67 His Honour's reasons were concerned with conclusiveness for the purpose of assessing economic loss. He went on to say, with reference to the reasons of Mason P in Brown v Lewis [2006] NSWCA 87; (2006) 65 NSWLR 587, that he did not exclude the relevance of a non-conclusive certificate to assessing economic loss but "extreme caution" was required as to likely relevance. This issue does not arise in the present case.
68 The reasons of Santow JA included, however, reference to "caused by the motor accident" in s 58(1)(d), and his Honour said -
"[96] Mr Stitt, QC for the opponent placed great emphasis on the words "caused by". He contended that this language, with other textual indications, meant that the certificate was conclusive as to what he called the medical aetiology, meaning the medical causation of the relevant "injury". So much can be accepted. But what does not follow is that the certificate, incorporating as it does reasons which may range from surmise to certitude, are thereby rendered conclusive, outside of the strict limits of s 61(2). In particular there is no conclusivity extending to a matter outside s 61(2) such as that in s 58(1)(d) (the degree of permanent impairment of the injured person as a result of the injury caused by the motor accident). Rather, matters falling outside s 61(2) are simply capable of constituting evidence, but not conclusive evidence, as to the non-s 61(2) matters in so far as they are "certified" in terms of s 61(3)."

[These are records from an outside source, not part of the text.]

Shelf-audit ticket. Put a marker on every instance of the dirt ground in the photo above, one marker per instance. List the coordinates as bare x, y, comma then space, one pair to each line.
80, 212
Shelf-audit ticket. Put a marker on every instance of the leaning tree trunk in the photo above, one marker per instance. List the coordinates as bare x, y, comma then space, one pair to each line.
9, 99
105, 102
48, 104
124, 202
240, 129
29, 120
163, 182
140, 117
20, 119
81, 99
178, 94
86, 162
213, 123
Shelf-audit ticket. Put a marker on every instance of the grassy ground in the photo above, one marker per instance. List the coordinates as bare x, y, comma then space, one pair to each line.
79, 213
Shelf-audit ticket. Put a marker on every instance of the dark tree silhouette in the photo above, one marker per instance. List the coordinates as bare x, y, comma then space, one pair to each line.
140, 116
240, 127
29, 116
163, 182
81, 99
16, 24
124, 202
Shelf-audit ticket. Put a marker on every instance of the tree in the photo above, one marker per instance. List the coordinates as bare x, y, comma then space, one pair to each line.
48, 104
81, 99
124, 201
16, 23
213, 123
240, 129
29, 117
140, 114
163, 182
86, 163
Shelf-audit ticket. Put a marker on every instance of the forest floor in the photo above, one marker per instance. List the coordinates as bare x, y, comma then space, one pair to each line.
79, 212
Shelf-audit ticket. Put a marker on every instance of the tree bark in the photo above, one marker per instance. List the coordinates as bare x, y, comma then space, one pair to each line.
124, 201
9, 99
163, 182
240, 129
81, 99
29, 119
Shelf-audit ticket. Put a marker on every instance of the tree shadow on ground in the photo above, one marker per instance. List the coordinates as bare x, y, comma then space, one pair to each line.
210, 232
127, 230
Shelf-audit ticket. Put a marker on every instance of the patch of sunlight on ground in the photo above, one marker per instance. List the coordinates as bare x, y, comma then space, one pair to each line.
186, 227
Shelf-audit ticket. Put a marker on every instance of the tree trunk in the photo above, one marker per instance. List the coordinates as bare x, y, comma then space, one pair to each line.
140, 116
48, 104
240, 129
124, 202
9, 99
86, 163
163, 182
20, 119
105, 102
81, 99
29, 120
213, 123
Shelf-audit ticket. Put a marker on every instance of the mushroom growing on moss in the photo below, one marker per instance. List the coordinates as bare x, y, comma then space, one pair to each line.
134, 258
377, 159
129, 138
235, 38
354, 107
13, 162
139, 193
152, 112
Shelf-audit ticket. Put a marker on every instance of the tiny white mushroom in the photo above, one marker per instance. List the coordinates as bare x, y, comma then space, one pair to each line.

69 I do not understand his Honour to have said that the conclusiveness in s 61(2)(a) did not include causation by the motor accident. That was not the issue. In saying that the conclusiveness did not extend to something outside s 61(2) "such as that in s 58(1)(d)", I understand his Honour to have been referring to the particular degree of permanent impairment as a result of the injury caused by the motor accident, for example a degree of 7 per cent or 15 per cent, as distinct from whether the degree of permanent impairment was or was not greater than 10 per cent.